Présentation
Le livre d’Esther n’est certainement pas le plus connu parmi les écrits de la Bible. A sa lecture, deux choses frappent pourtant d’emblée le lecteur : Dieu n’y est jamais mentionné et il se termine par un massacre de 75000 Perses. Dans la tradition juive, ce livre est à l’origine de la fête de Pourim, sorte de carnaval où l’on se réjouit du retournement spectaculaire de situation en faveur des Juifs, pourtant menacés d’extermination.

Parsemée de quiproquos, de retournements de situation et de scènes burlesques « Esther sens dessus dessous » est marqué par cet esprit carnavalesque. On y retrouve un roi jouisseur impénitent, un méchant aux allures de synthèse des ennemis d’Indiana Jones, un vieux sage inflexible et irascible, une jeune fille toute de charme et de candeur.
A ces personnages issus de l’histoire originale s’ajoute un narrateur-prédicateur trop convaincu de détenir la vérité pour s’en sortit indemne.
Mais au-delà de cet aspect comique, la pièce s’essaie à une compréhension plus profonde du livre biblique.

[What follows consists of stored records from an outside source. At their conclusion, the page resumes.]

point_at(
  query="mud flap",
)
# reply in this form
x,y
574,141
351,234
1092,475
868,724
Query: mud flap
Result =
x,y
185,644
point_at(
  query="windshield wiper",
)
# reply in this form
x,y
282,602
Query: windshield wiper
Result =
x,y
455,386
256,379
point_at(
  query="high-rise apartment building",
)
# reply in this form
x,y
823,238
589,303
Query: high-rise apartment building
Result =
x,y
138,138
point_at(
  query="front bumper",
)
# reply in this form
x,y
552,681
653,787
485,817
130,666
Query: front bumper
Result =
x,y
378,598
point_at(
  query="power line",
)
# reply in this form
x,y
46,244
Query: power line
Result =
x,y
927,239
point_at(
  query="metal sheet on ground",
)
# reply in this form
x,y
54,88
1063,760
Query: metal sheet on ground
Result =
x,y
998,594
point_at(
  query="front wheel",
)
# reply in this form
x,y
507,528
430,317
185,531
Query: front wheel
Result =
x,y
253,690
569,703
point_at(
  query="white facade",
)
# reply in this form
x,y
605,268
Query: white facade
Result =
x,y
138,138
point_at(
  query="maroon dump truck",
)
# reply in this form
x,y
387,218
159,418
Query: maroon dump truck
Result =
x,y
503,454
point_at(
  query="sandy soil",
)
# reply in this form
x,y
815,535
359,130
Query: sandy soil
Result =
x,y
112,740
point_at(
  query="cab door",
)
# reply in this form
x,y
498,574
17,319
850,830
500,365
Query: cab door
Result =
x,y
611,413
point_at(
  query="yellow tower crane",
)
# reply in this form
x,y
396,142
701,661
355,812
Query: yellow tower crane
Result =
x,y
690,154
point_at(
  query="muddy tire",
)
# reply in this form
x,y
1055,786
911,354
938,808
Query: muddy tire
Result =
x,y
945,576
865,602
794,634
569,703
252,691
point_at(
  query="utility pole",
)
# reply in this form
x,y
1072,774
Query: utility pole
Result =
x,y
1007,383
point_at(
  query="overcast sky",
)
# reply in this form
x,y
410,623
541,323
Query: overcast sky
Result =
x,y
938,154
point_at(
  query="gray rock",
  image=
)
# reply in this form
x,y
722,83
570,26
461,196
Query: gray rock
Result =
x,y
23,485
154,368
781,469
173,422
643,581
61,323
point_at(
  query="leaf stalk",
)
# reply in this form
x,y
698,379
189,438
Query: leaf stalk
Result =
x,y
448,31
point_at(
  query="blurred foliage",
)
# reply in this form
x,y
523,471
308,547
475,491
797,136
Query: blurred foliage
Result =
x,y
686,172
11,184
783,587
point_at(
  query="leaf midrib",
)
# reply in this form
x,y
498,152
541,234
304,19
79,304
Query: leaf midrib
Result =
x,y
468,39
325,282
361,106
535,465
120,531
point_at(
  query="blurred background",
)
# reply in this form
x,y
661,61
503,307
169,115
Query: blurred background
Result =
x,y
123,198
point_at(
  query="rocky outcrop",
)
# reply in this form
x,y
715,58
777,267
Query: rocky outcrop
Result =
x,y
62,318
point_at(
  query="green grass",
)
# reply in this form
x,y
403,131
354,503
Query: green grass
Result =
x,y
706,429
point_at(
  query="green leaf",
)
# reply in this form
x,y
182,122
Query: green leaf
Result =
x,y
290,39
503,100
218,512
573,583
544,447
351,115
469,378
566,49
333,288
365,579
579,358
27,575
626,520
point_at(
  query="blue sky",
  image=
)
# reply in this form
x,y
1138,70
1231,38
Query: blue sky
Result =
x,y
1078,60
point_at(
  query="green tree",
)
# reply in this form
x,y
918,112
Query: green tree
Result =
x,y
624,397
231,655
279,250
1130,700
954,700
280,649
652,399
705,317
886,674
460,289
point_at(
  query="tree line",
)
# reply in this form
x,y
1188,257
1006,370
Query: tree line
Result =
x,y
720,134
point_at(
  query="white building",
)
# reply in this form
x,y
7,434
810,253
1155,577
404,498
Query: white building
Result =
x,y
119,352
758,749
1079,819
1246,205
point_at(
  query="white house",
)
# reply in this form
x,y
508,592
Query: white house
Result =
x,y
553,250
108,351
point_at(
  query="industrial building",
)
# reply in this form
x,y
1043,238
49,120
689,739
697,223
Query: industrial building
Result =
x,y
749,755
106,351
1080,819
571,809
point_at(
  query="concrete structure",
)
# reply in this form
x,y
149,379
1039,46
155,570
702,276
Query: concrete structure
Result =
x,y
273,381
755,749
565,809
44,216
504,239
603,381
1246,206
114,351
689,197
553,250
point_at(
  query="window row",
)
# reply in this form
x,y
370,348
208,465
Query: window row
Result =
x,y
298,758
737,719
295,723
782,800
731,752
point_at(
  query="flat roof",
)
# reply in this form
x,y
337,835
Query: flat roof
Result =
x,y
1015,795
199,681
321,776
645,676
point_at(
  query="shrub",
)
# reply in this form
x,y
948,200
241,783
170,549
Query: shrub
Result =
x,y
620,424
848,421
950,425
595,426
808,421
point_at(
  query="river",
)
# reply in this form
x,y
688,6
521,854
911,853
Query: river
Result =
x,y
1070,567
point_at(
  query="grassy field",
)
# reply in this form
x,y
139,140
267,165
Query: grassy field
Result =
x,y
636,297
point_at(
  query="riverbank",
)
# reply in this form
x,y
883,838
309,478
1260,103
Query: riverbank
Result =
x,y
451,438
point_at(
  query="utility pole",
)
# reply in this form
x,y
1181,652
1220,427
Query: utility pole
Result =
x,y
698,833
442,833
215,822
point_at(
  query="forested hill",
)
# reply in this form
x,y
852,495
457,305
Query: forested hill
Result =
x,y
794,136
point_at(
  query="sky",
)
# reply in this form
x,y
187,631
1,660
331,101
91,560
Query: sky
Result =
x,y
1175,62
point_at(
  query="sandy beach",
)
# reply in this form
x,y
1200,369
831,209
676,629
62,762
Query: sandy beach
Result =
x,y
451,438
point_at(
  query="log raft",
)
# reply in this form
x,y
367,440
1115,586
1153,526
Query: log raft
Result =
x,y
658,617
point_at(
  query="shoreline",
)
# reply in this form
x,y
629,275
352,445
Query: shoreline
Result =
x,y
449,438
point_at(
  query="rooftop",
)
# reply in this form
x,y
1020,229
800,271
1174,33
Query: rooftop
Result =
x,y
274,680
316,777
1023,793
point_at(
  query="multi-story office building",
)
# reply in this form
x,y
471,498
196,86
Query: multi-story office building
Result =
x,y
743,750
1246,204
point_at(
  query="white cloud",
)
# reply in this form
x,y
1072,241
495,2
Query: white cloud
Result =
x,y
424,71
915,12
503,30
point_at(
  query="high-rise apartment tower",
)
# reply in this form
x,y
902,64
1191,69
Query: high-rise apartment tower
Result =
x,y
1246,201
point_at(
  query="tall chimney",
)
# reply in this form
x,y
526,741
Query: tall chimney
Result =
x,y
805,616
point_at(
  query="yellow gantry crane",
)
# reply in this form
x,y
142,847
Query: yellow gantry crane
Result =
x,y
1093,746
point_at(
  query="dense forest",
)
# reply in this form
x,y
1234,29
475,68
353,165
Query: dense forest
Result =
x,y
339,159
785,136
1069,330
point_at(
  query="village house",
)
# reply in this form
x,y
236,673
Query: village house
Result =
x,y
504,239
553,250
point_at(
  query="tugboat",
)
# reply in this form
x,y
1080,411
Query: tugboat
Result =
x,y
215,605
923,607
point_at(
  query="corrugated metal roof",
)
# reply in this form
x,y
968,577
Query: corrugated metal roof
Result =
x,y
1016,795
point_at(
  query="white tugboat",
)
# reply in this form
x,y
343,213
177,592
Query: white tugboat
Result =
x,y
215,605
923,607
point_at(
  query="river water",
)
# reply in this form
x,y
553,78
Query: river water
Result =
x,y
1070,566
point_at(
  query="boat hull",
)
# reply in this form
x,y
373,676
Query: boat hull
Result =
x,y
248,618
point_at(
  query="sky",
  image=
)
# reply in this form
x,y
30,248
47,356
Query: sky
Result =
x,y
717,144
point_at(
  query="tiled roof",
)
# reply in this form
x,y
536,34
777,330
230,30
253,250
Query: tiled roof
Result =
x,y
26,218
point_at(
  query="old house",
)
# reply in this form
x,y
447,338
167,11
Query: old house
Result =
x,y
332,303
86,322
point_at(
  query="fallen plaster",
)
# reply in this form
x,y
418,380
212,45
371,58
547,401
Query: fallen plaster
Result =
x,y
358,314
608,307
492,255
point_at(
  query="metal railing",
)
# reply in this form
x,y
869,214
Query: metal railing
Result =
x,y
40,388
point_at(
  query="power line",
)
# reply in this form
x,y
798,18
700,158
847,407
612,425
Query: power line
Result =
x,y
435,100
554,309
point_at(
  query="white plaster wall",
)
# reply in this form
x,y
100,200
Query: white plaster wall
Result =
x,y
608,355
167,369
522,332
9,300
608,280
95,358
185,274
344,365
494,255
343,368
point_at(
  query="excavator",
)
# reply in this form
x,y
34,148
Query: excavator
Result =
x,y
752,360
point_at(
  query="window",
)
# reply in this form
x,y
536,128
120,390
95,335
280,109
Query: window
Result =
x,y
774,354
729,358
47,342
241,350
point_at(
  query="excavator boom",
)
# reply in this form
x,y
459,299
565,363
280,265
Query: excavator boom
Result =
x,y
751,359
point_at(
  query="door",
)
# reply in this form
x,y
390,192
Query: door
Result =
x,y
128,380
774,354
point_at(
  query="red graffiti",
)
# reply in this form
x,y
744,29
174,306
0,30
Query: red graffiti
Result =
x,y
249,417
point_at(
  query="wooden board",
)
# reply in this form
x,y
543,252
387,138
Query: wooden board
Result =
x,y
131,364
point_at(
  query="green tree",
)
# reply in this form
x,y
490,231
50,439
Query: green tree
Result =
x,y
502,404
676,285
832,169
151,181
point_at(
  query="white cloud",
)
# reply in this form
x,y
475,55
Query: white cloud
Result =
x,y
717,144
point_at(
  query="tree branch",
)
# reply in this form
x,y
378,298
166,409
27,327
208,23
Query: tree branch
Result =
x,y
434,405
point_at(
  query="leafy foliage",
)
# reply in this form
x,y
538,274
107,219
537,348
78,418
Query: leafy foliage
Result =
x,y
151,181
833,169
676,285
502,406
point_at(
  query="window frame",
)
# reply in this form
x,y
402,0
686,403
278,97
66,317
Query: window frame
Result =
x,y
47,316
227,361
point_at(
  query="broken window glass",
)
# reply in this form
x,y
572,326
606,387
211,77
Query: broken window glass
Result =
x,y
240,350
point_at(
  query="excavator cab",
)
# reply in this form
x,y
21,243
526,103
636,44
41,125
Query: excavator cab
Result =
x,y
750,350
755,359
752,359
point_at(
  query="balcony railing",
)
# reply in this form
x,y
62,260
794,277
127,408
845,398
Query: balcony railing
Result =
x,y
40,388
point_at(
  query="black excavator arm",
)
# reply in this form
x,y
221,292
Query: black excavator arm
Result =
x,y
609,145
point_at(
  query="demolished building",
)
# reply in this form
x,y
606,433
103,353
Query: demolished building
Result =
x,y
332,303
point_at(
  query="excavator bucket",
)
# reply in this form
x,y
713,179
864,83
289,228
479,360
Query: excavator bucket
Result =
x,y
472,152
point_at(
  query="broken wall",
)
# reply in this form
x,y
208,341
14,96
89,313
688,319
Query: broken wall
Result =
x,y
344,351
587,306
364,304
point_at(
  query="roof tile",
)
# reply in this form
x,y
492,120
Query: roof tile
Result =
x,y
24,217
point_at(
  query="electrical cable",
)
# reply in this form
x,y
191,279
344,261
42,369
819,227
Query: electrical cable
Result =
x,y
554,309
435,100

Les questions se font alors plus graves :
comment croire en Dieu lorsque Celui-ci semble se dérober ?
quel sens donner à la foi et à l’espérance lorsqu’on est victime d’un génocide ?
Si ces questions ne vont bien sûr pas recevoir de réponses, leur force va faire changer radicalement le scénario de l’histoire originale.
Comme l’indique le titre de la pièce « Esther sens dessus dessous », le renversement de l’histoire originale se passe ici à un autre niveau : celui du sens. En perdant son allure de conte de fée, Esther se rapproche des témoignages de vies historiques broyées par la violence, et malgré tout rayonnantes d’espérance. Grâce à un jeu subtil des acteurs et un scénario surprenant, l’histoire si souvent contée prend une tournure des plus déroutantes. L’Esther que l’on connaît sous les traits d’une reine héroïque devient l’instrument d’une leçon de vie. Plus qu’une pièce de théâtre ponctuée d’un humour léger, le spectateur aura vu et pris part aux soubresauts d’un récit profondément exemplaire.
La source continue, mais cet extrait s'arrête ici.